Understanding the Technology in Next Generation Network Intrusion Detection Systems

As described in earlier posts, a Next Generation Network Intrusion Detection System (NG-NIDS) is a software- or appliance-based solution that monitors network traffic for indications of cyber-attacks or intrusions that have evaded the firewall or endpoint controls. Once identified, high priority attacks can be contained by the NG-NIDS via integration with existing infrastructure or by forwarding contextualized alerts to an SOC team for forensic analysis.

What makes NG-NIDS successful is the integration of machine learning-based technology to power core detection capabilities. Machine learning is an algorithmic method by which an application automatically learns from input and uses feedback to improve performance.

One of the original and more commonly marketed methods of machine learning as applied to cybersecurity is based upon the Bayesian network model. Bayesian network is a model that identifies a probabilistic relationship between variables based on profiling over time. This model has been prototypically used for detection of anomalous behaviors, such as DDoS attacks or data exfiltration in a post-breach scenario.

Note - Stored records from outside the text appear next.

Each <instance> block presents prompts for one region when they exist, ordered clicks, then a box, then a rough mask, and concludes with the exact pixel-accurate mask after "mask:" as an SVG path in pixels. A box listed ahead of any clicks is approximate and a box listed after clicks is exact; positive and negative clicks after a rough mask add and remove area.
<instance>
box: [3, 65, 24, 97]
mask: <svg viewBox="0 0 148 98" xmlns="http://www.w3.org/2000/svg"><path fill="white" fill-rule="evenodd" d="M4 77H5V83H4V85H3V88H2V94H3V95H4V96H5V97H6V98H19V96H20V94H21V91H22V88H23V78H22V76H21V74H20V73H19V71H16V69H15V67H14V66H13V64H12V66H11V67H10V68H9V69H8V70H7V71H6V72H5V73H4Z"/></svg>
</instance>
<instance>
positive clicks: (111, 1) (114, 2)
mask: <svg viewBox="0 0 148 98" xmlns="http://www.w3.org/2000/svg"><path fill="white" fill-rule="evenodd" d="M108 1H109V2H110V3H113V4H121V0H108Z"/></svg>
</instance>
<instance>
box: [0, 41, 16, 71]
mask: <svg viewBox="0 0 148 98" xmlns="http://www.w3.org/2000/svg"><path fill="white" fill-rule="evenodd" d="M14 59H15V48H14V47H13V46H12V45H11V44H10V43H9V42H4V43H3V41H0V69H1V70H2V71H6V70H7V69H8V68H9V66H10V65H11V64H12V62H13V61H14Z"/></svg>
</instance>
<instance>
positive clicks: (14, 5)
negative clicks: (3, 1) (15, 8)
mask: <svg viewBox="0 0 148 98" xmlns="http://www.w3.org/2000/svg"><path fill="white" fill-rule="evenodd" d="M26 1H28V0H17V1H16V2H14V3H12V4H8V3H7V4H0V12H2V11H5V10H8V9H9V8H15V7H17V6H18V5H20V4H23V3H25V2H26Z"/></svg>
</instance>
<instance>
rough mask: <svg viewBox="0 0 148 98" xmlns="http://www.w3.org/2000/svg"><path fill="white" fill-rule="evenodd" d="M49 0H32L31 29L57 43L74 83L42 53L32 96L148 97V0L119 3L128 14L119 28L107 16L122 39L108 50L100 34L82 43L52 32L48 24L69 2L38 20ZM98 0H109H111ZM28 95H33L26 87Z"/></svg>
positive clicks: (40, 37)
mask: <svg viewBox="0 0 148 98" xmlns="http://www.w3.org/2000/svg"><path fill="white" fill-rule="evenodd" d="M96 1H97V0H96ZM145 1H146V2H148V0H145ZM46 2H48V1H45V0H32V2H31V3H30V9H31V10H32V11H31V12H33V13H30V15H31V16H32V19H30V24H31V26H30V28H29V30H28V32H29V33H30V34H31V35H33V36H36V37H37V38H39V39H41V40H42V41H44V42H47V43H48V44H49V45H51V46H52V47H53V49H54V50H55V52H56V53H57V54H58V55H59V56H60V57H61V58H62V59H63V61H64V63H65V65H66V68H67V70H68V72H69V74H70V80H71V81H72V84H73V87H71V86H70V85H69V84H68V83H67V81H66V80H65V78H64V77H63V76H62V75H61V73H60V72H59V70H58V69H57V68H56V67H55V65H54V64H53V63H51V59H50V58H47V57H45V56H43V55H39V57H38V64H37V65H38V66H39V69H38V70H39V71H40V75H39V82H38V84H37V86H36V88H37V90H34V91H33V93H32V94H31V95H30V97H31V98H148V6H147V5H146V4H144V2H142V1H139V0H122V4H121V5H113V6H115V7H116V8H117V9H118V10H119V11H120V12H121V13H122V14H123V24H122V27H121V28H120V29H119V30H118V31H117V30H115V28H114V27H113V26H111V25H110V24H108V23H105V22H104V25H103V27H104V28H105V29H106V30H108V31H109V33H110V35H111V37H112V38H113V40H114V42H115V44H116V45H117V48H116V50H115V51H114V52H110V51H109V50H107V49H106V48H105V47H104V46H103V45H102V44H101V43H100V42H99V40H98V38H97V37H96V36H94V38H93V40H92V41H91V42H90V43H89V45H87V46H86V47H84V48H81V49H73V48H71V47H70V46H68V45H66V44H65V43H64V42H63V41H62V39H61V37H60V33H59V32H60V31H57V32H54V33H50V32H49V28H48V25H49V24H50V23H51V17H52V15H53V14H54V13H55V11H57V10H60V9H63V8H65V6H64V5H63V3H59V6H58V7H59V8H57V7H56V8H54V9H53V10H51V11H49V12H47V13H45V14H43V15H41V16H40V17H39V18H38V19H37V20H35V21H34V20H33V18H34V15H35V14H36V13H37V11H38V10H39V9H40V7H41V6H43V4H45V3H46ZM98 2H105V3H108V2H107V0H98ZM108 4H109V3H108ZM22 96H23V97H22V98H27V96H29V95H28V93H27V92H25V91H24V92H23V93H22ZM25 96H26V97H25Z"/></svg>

While these technologies can be extremely effective in meeting these use cases, application of this technology to a broad range of network malware-based threats is limited. The volume and changeability of network traffic makes it difficult to understand what activity is normal. This gives threat actors opportunities to “hide in plain sight” or fool the system that their activity is normal.

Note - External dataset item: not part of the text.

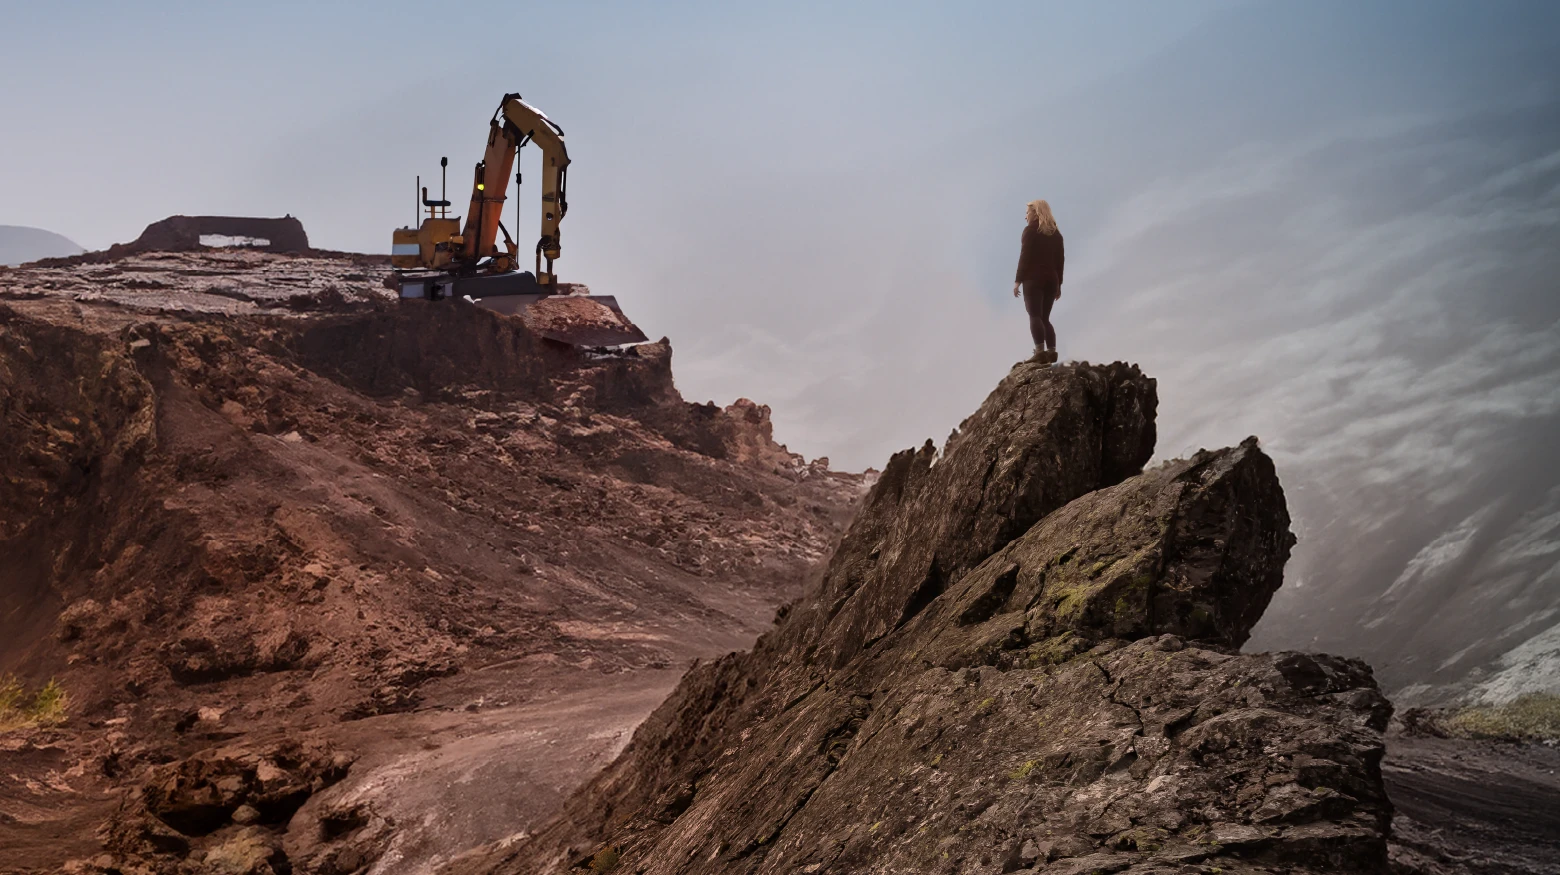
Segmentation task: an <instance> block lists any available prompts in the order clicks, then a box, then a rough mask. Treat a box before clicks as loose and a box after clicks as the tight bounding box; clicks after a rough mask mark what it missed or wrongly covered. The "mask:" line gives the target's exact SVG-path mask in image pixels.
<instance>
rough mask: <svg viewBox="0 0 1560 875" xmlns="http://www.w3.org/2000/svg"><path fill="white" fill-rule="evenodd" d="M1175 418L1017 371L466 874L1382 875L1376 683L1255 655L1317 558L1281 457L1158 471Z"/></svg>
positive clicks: (1255, 445) (1114, 366) (1382, 805)
mask: <svg viewBox="0 0 1560 875" xmlns="http://www.w3.org/2000/svg"><path fill="white" fill-rule="evenodd" d="M1154 406H1156V396H1154V382H1153V381H1151V379H1148V377H1145V376H1143V374H1140V373H1139V371H1137V368H1134V367H1126V365H1120V363H1117V365H1108V367H1090V365H1080V367H1064V368H1051V370H1045V368H1039V367H1036V365H1019V367H1016V368H1014V370H1012V373H1011V374H1009V376H1008V377H1006V379H1005V381H1003V382H1002V384H1000V385H998V387H997V390H995V391H994V393H992V395H991V396H989V398H987V399H986V402H984V404H983V406H981V409H980V410H978V412H977V413H975V415H973V416H970V418H969V420H967V421H966V423H964V424H963V426H961V427H959V430H958V432H955V435H953V437H952V438H950V440H948V443H947V446H945V448H944V449H942V452H941V454H939V452H936V449H934V448H933V446H931V445H930V443H928V445H927V446H924V448H920V449H919V451H905V452H900V454H897V455H895V457H894V459H892V460H891V462H889V465H888V466H886V469H885V473H883V476H881V479H880V480H878V482H877V485H875V487H874V490H872V493H870V496H869V498H867V501H866V507H864V508H863V510H861V513H860V515H858V518H856V521H855V523H853V526H852V527H850V530H849V533H847V535H846V538H844V541H842V543H841V546H839V549H838V551H836V554H835V555H833V560H831V561H830V565H828V571H827V574H825V577H824V579H822V582H821V585H819V586H817V588H816V590H814V591H813V593H811V594H810V596H808V597H803V599H800V600H799V602H796V604H794V605H791V608H789V610H786V611H783V618H782V622H780V624H778V627H777V629H775V630H772V632H769V633H768V635H764V636H763V638H761V639H760V643H758V644H757V646H755V647H753V650H750V652H744V654H733V655H730V657H724V658H721V660H716V661H711V663H704V664H700V666H697V668H696V669H694V671H691V672H690V674H688V675H686V677H685V678H683V682H682V685H680V686H679V688H677V691H675V693H674V694H672V696H671V699H668V702H666V703H665V705H661V708H660V710H658V711H657V713H655V714H654V716H652V717H651V719H649V721H647V722H646V724H644V725H643V727H641V728H640V730H638V733H636V735H635V738H633V741H632V744H630V746H629V749H627V750H626V752H624V753H622V756H619V758H618V761H616V763H613V764H612V766H610V767H608V769H605V770H604V772H602V774H601V775H599V777H597V778H596V780H594V781H593V783H590V785H588V786H587V788H583V789H582V791H579V792H577V794H576V795H574V797H573V799H571V800H569V803H568V806H566V809H565V811H563V814H562V816H560V817H558V819H555V820H554V822H552V824H551V825H548V827H546V828H544V830H541V831H538V833H537V834H535V836H530V838H529V839H526V841H521V842H510V844H509V845H507V847H491V848H484V850H480V852H476V853H471V855H468V856H465V858H463V859H459V861H456V863H454V864H452V866H451V867H448V869H446V872H451V873H462V875H465V873H477V872H482V873H490V872H491V873H498V872H502V873H510V872H513V873H521V872H524V873H534V872H573V870H583V872H602V870H615V872H633V873H644V875H660V873H666V875H671V873H705V872H708V873H714V872H719V873H769V872H805V873H841V872H852V873H866V872H870V873H891V872H942V873H977V872H980V873H986V872H992V873H997V872H1034V873H1047V875H1062V873H1084V872H1131V873H1150V872H1153V873H1172V872H1175V873H1190V872H1223V873H1242V872H1385V870H1387V842H1385V833H1387V827H1388V822H1390V803H1388V802H1387V797H1385V792H1384V789H1382V780H1381V766H1379V764H1381V758H1382V750H1384V749H1382V736H1381V733H1382V730H1384V728H1385V724H1387V719H1388V717H1390V705H1388V703H1387V700H1385V699H1384V697H1382V696H1381V693H1379V691H1377V689H1376V685H1374V680H1373V678H1371V672H1370V668H1368V666H1365V664H1363V663H1360V661H1354V660H1343V658H1335V657H1326V655H1317V654H1296V652H1290V654H1240V652H1239V646H1240V644H1242V643H1243V641H1245V639H1246V635H1248V633H1250V630H1251V627H1253V624H1254V622H1256V621H1257V619H1259V618H1260V615H1262V611H1264V608H1265V607H1267V604H1268V600H1270V597H1271V596H1273V593H1275V591H1276V590H1278V586H1279V585H1281V583H1282V568H1284V563H1285V560H1287V558H1289V552H1290V547H1292V544H1293V541H1295V540H1293V535H1292V533H1290V530H1289V513H1287V510H1285V504H1284V493H1282V488H1281V485H1279V482H1278V476H1276V473H1275V468H1273V463H1271V460H1270V459H1268V457H1267V455H1265V454H1264V452H1262V449H1260V448H1259V446H1257V441H1256V440H1254V438H1250V440H1246V441H1243V443H1242V445H1240V446H1236V448H1229V449H1220V451H1212V452H1209V451H1203V452H1198V454H1197V455H1195V457H1192V459H1187V460H1178V462H1168V463H1164V465H1161V466H1158V468H1153V469H1150V471H1140V468H1142V465H1143V463H1145V462H1147V460H1148V457H1150V455H1151V452H1153V440H1154Z"/></svg>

The next evolution of this behavioral-based approach, applied specifically to fileless and file-based malware attacks, can be found in speculative code execution (SCE), also known as “network emulation.” This application of machine learning operates on any network stream and emulates how malware will behave when it is executed. Operating at line speeds, SCE determines what an input can do if executed and to what extent these behaviors might initiate a security breach. By covering all potential execution chains and focusing on malicious capacity rather than malicious behavior, this analytic technology vastly reduces the number of execution environments and the quantity of analytic results — often to just two or three — that must be investigated.

The last and rarest machine learning technique leverages supervised machine learning. With this technique, the algorithms are exposed to data, called training instances, which are labeled to produce highly accurate models. While the concept of training and labelling may seem trivial, it is a difficult, expensive and time-consuming process to attain enough training instances of each label to produce models with low false positive/negative rates. In fact, within the network attack detection context, subject matter experts must be used to manually look at every training instance to determine its label, with the number of training instances required in the trillions. The resultant algorithms can be applied to detect aberrations at a binary level, enabling the detection engine to statically identify malware attacks via the presence or absence of particular code features.


Use of machine learning – particularly speculative execution and supervised machine learning – as the technological core of a NG-NIDS makes it possible to once again fulfill the promise that the traditional NIDS was intended to deliver – to identify network attacks with low rates of false positives and negatives.  A word of warning, however: Machine learning has become a “buzzword.” For those interested in a machine learning powered NG-NIDS, it is critical to “try before buying.” Only then can you truly evaluate whether the technology meets your use case.